|
From: Julian S. <js...@ac...> - 2005-02-23 18:12:36
|
Recently I had to futz with low-level memory management to get
programs started on AMD64. As it turned out my problems were
self-inflicted, but as a side-effect I trogged around the
segment-tracking/address-space-management stuff in great detail.
Since we have chosen not to virtualise the client's address space,
we have to share it. And since the client doesn't know we're there,
we have to take complete control of the address space. That much
is implemented, and it's a good idea.
There are, however, aspects of the implementation that concern me:
* There's a fundamental circularity which has caused segfaults
at least twice in the past. The segment list manager needs
the malloc/free manager to be operating, but the malloc/free
manager may cause segment list entries to be allocated.
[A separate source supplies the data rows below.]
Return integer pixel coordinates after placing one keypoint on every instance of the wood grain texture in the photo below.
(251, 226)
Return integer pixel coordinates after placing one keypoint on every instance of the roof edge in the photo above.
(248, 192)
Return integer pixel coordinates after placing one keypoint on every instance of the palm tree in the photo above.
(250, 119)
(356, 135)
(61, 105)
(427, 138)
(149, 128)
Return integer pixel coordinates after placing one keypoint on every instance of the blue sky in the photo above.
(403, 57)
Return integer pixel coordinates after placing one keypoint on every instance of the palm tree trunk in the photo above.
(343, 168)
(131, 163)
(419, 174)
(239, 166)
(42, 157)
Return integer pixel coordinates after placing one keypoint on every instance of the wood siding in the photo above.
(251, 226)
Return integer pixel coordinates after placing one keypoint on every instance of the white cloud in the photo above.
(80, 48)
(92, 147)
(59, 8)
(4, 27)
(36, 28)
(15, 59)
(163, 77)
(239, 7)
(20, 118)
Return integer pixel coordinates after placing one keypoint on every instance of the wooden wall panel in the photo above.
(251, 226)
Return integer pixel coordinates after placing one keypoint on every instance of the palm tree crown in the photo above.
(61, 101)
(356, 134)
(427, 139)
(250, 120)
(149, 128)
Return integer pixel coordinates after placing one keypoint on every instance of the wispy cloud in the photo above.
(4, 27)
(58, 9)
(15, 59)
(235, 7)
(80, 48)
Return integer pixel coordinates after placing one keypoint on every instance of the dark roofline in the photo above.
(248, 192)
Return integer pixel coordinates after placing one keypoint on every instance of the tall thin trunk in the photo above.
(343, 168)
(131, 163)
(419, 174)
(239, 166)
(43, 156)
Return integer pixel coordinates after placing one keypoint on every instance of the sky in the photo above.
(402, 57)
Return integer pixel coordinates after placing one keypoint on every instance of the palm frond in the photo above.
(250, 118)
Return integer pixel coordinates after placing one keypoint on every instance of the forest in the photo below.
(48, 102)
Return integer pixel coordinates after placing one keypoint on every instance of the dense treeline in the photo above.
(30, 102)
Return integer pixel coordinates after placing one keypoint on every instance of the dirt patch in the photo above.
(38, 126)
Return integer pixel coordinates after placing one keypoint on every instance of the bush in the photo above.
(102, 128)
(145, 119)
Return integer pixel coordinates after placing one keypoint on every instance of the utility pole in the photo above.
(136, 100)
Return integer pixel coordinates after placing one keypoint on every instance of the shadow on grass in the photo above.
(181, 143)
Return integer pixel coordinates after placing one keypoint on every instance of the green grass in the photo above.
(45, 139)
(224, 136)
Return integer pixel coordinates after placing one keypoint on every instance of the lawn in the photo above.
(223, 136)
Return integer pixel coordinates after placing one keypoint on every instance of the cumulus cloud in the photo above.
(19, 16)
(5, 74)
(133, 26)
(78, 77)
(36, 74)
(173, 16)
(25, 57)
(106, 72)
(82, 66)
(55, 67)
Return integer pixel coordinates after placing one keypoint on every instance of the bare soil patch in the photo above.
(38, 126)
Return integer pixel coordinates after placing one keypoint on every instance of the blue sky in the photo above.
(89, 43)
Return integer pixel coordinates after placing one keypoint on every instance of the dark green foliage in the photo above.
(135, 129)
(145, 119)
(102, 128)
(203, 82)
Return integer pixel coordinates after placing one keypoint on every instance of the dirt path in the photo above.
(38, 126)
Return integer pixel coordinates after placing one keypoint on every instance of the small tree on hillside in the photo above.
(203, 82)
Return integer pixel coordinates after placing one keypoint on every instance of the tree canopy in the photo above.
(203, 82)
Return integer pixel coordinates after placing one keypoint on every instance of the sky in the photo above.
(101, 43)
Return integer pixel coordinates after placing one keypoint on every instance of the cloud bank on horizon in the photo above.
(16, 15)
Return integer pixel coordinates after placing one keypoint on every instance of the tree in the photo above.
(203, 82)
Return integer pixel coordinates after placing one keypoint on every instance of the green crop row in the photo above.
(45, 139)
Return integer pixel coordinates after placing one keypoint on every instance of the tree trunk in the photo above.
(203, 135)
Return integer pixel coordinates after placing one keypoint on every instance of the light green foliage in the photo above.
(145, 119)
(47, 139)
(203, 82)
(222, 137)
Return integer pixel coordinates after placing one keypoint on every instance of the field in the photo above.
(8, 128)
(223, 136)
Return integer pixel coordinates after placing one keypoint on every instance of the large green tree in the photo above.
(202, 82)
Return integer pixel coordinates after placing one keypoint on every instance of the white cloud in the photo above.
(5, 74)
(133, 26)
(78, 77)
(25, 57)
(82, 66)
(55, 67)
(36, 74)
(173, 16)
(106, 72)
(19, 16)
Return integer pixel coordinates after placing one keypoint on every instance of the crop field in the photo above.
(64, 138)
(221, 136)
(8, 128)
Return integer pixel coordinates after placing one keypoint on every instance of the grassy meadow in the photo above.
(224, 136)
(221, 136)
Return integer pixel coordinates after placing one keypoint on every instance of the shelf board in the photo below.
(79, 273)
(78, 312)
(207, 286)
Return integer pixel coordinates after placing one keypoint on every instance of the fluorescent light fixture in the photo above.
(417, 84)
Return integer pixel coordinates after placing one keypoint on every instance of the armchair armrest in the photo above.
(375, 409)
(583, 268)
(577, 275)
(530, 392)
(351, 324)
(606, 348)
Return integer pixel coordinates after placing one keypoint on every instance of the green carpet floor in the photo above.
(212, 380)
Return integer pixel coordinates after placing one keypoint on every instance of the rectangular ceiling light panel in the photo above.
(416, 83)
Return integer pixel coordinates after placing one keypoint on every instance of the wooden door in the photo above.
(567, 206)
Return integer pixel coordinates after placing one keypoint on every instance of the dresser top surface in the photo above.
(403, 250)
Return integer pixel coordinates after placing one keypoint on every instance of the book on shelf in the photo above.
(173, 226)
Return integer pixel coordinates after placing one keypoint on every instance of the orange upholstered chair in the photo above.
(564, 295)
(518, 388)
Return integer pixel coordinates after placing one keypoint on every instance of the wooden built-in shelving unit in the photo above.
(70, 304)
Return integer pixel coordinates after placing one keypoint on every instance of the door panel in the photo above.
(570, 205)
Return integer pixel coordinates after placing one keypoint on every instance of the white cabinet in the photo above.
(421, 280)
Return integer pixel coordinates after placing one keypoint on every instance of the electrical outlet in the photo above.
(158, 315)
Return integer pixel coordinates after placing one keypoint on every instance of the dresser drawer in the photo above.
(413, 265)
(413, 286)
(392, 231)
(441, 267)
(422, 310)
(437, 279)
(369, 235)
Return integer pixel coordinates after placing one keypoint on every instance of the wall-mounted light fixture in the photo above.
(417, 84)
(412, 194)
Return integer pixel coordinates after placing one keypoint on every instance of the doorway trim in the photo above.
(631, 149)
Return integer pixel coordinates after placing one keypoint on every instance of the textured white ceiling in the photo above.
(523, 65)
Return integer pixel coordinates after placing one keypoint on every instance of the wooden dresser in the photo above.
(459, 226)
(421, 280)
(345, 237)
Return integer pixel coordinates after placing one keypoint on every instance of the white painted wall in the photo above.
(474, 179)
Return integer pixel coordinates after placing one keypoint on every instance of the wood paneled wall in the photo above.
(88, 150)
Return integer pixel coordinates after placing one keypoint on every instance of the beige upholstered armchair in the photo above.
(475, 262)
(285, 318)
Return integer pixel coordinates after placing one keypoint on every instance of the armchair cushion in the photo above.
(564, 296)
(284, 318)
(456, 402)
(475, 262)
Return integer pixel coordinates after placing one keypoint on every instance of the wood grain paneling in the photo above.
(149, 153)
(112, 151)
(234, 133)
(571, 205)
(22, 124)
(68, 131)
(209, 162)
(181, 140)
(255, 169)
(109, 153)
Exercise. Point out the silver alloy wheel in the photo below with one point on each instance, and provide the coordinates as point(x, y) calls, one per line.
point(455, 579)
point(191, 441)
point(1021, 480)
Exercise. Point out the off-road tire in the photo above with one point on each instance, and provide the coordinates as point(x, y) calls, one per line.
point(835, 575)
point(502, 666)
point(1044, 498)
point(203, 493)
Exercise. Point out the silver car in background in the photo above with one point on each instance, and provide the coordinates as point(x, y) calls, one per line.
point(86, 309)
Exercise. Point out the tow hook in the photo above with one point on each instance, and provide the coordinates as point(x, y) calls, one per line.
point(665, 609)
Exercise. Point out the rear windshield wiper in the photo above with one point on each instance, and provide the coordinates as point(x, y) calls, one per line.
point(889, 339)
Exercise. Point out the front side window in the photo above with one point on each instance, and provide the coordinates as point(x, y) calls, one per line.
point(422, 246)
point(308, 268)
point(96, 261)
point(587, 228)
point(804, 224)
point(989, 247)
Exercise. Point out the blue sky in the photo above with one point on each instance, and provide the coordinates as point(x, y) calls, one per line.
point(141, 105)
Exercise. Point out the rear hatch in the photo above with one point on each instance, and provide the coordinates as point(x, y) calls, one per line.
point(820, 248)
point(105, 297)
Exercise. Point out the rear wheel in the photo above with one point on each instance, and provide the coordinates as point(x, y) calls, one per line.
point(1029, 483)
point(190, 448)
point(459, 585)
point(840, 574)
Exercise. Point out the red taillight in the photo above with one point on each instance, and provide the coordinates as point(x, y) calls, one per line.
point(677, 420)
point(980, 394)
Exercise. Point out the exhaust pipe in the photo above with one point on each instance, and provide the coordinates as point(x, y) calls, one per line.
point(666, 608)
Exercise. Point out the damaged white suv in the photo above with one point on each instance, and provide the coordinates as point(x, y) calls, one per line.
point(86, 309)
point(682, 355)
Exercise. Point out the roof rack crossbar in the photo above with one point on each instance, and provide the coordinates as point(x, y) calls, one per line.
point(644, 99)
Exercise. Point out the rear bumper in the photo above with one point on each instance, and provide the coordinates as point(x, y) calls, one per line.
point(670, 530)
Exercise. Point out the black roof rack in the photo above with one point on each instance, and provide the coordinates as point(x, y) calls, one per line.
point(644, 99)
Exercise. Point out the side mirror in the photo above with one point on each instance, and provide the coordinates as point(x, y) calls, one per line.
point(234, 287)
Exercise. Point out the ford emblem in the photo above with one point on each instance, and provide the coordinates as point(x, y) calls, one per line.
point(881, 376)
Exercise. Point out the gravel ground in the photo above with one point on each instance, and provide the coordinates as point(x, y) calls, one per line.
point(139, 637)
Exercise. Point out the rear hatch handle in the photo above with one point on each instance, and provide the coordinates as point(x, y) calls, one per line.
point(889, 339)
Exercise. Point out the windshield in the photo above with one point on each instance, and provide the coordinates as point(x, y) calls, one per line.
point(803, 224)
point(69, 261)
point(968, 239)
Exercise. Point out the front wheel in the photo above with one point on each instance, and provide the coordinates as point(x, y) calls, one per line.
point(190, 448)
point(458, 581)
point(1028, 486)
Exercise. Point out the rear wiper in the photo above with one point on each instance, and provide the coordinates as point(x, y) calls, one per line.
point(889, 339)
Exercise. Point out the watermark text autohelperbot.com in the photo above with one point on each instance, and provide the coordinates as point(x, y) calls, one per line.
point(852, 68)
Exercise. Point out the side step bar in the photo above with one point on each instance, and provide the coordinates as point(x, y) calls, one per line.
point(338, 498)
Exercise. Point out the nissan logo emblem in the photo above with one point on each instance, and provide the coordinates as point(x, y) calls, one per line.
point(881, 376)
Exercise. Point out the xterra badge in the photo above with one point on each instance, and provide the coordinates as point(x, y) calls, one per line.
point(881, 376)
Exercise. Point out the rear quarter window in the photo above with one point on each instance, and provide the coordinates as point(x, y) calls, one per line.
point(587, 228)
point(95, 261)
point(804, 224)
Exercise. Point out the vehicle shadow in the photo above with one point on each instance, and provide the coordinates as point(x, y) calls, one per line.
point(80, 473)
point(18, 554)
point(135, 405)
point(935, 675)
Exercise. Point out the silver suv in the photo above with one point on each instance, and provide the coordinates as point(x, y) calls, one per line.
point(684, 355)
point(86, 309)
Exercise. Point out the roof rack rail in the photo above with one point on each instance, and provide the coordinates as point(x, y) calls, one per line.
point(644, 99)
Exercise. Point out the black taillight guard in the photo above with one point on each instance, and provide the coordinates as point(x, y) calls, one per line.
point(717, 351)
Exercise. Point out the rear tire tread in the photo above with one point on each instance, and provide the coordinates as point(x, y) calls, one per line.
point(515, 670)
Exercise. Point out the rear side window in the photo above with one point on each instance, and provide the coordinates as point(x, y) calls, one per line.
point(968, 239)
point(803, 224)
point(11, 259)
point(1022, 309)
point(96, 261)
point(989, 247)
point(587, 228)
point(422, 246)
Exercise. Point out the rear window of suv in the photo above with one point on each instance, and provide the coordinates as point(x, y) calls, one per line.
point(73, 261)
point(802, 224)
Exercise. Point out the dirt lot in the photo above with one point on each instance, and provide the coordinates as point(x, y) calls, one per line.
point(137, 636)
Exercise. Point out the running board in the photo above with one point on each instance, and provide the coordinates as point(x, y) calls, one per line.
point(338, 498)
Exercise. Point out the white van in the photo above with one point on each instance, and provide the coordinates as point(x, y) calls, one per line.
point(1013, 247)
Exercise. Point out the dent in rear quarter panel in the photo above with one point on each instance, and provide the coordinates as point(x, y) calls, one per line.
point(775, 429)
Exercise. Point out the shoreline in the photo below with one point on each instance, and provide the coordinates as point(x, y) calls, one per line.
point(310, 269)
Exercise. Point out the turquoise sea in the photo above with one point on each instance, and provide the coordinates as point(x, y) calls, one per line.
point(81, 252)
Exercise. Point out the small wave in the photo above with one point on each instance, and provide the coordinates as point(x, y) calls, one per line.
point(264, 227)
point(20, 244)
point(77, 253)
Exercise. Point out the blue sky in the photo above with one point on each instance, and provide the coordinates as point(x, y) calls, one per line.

In effect we have two competing low level memory managers,
a situation which is nonsensical and should be fixed. The
segment-list-manager (which we should really call the
Address Space Manager, ASpaceMgr) is fundamental and should be
self-contained. The malloc/free manager should be built on
top of ASpaceMgr. The point at which debug info reading is
done should be moved upwards in the services hierarchy
to enable this split to be made.
* Abstraction boundaries in vg_mylibc have been muddied. Once
upon a time, VG_(mmap) and VG_(mprotect) simply passed requests
through to the kernel. Now they are part of the segment-mapping
game and make enquiries against the segment list. That functionality
needs to exist somewhere, but it's confusing that it happens
at that low a level.
* I found the code hard to understand (== maintain) and there is
no comprehensive statement of what it is and is not trying to
achieve.
I've also been considering how to rework address space management to
support a 64-bit world. The following proposal builds on my proposal
of a couple of weeks ago, which proposed chopping the address space
up into 64M chunks and doing permissions checks at that granularity.
* The 64M superblocks have 4 possible ownership states:
Unallocated
Valgrind's -- V's text, stack, static data, dynamic data
Shadow
Client
* As mentioned above, the Address Space Manager is fundamental
and self-contained. It is decoupled from the malloc/free manager.
It no longer deals with debug info loading/unloading. It does
nothing that requires dynamic memory allocation. The segment list
is to be held in statically allocated storage to make that possible.
That's not wonderful, but even a 1 Mb static area should hold
enough info to track several thousand segments.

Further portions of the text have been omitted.